After lunch, we stopped in for a visit with a man and a woman, Memo and Egla, who previously managed a Baptist children's orphanage in Piedras Negras. The orphanage recently closed, but luckily there were only three children living there at the time, and the two boys were accepted into the other orphanage in the city and Memo and Egla adopted the little girl, Lupita. Sister Ursula will often visit them and check to see how they are doing, because after the orphanage closed, the father was out of work for a long time and now they were supporting a little girl too! Fortunately, Memo recently found work and they seem to be doing well. It was really nice to be invited in this home and to see this sweet family. The man and woman have several other children, but all are grown and, though they could be her grandparents, they are providing a stable home for little Lupita.
|Hugs all around at Casa Bethesda, |
home for people with disabilities
We brought them food and diapers and all the residents who were able ran to greet Sister Ursula, many asking when they were going to go to Soriana again. With such a small staff, the residents very rarely get to leave the house, but Sister Ursula has recently taken van loads out to eat or to go shopping at Soriana, a Walmartesque store. I just loved this and wish I could accompany them on one of their outings! Though they may not often get out into the greater community, they have a beautiful yard space, including a basketball hoop and large playground, and Eric and I tossed a ball with a couple of the residents.
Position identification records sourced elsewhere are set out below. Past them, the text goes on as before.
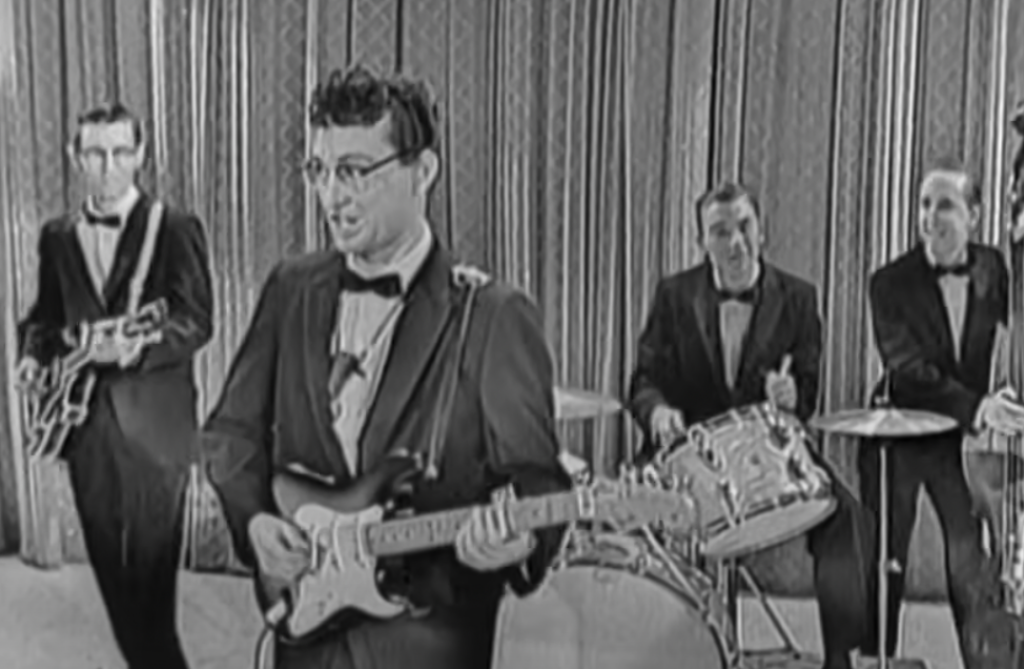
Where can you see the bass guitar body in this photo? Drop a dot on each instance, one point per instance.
(993, 466)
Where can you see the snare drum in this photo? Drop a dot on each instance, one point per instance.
(612, 604)
(753, 478)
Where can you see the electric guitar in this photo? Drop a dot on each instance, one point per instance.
(56, 399)
(348, 534)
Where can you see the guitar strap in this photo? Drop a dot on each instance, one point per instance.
(144, 256)
(473, 280)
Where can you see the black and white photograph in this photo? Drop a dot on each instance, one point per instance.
(512, 334)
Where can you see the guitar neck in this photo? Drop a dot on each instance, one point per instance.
(439, 529)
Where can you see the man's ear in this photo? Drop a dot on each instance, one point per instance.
(140, 155)
(426, 173)
(73, 155)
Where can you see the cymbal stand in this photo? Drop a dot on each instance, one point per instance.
(884, 567)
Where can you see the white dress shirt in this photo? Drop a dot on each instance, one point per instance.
(99, 243)
(733, 322)
(954, 296)
(366, 327)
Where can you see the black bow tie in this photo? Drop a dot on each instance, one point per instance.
(963, 269)
(385, 286)
(104, 221)
(748, 296)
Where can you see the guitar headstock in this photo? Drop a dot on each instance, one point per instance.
(642, 497)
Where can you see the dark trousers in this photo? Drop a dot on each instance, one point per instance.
(130, 512)
(935, 465)
(841, 547)
(438, 640)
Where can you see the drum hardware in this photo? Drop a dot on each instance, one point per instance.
(887, 423)
(751, 491)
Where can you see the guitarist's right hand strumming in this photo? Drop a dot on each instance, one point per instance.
(282, 550)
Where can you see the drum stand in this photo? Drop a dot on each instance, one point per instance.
(726, 577)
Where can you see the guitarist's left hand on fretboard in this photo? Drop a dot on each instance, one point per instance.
(486, 543)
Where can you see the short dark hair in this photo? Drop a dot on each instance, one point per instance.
(357, 96)
(107, 114)
(972, 185)
(725, 193)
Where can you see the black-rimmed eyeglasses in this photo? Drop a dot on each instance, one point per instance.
(353, 176)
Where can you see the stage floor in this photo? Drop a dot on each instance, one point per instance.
(53, 620)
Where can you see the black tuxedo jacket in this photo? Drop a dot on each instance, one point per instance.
(153, 402)
(914, 339)
(273, 414)
(679, 361)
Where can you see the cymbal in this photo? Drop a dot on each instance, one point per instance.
(571, 404)
(884, 422)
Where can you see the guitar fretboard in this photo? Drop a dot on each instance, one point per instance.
(439, 529)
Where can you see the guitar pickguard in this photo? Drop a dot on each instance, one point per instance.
(342, 575)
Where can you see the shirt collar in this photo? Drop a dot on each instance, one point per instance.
(717, 278)
(406, 265)
(964, 258)
(122, 208)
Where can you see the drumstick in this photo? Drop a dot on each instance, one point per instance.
(786, 363)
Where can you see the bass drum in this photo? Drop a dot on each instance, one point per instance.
(612, 604)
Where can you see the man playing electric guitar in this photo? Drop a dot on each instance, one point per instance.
(344, 366)
(129, 460)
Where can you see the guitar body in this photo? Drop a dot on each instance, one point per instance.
(347, 532)
(342, 582)
(993, 466)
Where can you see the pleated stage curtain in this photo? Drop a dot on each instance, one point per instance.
(577, 136)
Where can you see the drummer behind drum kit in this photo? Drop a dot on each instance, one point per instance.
(646, 599)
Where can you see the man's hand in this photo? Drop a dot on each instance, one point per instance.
(105, 351)
(780, 387)
(27, 373)
(130, 351)
(282, 549)
(1000, 412)
(667, 425)
(487, 544)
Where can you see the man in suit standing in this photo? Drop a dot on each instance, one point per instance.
(936, 310)
(715, 339)
(344, 364)
(129, 461)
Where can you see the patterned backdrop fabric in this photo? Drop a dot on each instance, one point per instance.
(577, 135)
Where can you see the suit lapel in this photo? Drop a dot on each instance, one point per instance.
(764, 321)
(418, 333)
(126, 256)
(926, 296)
(320, 315)
(706, 314)
(976, 321)
(80, 275)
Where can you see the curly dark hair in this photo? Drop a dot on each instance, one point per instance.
(357, 96)
(107, 114)
(725, 193)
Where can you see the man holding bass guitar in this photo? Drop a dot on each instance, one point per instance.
(361, 357)
(936, 311)
(100, 266)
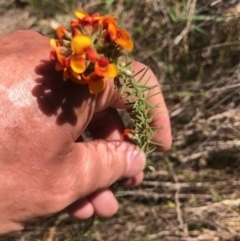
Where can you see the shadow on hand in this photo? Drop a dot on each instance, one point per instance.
(59, 97)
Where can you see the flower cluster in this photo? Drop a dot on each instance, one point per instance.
(89, 51)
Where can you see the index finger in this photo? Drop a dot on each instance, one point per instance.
(161, 119)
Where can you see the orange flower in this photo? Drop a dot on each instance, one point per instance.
(60, 32)
(103, 68)
(120, 36)
(79, 44)
(96, 84)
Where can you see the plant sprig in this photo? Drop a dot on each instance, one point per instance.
(137, 93)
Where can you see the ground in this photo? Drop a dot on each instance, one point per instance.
(194, 48)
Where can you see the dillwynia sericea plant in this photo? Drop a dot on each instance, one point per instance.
(93, 51)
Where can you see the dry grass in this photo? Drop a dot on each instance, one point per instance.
(194, 48)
|Eric plays with the boys at the children's home|
After Casa Bethesda, we had longer visits at the boys' and girls' orphanages which are operated by the diocese of Piedras Negras. At the boys' house, there were about 12 boys, all under the age of ten, so we ran around and played with them for a while. At the girls' house, there are currently only 6 girls, all but one under ten. The older girl, 12, Jennifer, appears to have some disabilities and isn't too verbal and she was just the sweetest girl in the world. After a few minutes there, she took my hand and she pretty much did not let it go for the next two and half hours. The afternoon of our visit, a large group of education students from the university came over and threw a party for the kids. They brought balloons, pizza, a couple of them dressed as princesses and they played all sorts of games. It was a lot of fun, though Jennifer and I stayed on the sidelines as she preferred to just watch. When we were leaving, I had to let go of her little hand, but I can still feel her warm presence in my heart.
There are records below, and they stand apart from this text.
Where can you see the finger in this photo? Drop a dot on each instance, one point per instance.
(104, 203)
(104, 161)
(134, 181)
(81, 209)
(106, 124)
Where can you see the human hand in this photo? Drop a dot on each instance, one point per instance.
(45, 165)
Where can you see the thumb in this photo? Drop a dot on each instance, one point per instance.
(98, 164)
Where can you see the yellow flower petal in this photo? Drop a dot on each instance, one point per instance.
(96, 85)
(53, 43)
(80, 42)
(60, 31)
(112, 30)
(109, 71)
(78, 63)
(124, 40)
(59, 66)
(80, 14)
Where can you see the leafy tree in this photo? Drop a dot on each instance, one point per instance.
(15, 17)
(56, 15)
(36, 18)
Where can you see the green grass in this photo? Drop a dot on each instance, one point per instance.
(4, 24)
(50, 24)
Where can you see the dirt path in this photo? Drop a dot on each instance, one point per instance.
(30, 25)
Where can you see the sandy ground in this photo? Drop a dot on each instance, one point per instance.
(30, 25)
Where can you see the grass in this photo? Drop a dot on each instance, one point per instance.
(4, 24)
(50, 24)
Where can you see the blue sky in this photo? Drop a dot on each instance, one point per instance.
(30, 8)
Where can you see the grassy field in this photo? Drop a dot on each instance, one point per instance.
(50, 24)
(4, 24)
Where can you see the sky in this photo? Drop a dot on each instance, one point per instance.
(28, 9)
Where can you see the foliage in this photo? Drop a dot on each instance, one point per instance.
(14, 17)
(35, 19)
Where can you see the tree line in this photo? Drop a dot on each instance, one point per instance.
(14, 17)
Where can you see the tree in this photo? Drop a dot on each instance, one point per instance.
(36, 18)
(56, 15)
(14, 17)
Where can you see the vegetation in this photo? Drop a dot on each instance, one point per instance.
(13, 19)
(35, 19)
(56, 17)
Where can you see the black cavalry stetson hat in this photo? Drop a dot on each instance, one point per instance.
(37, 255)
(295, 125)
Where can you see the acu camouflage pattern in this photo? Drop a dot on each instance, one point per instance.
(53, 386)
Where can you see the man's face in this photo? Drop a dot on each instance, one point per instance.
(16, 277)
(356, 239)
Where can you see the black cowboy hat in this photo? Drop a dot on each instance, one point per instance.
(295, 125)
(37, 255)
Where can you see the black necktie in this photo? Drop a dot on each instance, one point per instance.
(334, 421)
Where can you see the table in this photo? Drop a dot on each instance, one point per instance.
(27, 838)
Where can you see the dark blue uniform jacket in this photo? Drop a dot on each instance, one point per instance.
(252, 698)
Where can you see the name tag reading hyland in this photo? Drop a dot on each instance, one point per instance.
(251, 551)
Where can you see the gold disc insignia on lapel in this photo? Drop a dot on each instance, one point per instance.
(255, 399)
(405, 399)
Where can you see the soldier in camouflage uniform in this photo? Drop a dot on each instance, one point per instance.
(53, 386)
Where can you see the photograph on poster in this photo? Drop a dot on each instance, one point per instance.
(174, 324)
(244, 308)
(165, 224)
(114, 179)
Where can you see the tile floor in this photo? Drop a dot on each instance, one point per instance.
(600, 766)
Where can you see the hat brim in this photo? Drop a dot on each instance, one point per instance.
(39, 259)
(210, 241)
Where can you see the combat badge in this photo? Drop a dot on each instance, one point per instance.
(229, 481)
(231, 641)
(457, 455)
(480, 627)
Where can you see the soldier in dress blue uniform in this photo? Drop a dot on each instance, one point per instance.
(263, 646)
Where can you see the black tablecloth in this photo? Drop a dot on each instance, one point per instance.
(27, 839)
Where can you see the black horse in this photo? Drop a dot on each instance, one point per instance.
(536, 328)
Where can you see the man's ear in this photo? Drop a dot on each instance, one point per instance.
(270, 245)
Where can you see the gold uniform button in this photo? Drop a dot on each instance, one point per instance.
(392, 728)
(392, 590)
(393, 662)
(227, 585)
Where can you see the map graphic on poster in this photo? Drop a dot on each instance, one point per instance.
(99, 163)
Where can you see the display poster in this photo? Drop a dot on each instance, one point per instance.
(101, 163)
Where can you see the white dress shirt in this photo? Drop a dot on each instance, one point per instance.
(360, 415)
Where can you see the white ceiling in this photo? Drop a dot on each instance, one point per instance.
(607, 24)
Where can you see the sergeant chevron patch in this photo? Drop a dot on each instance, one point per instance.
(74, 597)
|Story time at the fiesta at the children's home|
Our last stop was at the home of a woman in a poor colonia on the outskirts of the city. Sister Ursula told us about a trend she has seen in these small neighborhoods: that one woman of the colonia become the go-to, the unofficial representative, whom the residents bring their questions and needs to. The woman we visited had this role and Sister Ursula spoke with her about the needs of the kids in the community, as the Benedictines give grants to many of the children in the neighborhood, enabling them to go to school, a privilege that unfortunately is not free is most parts of Mexico. After Sister Ursula delivered some tuition money and received a request for hair clippers for a student in a cosmetology program, we headed back to Eagle Pass. What a day!!
Though we were only in town a few days, because of Sister Ursula, we were able to see a huge portion of the social work happening in Piedras Negras, giving us great insight into this area of the border. We are so grateful to have been able to witness all the work that is currently happening and we can only hope it continues to receive all the support it needs.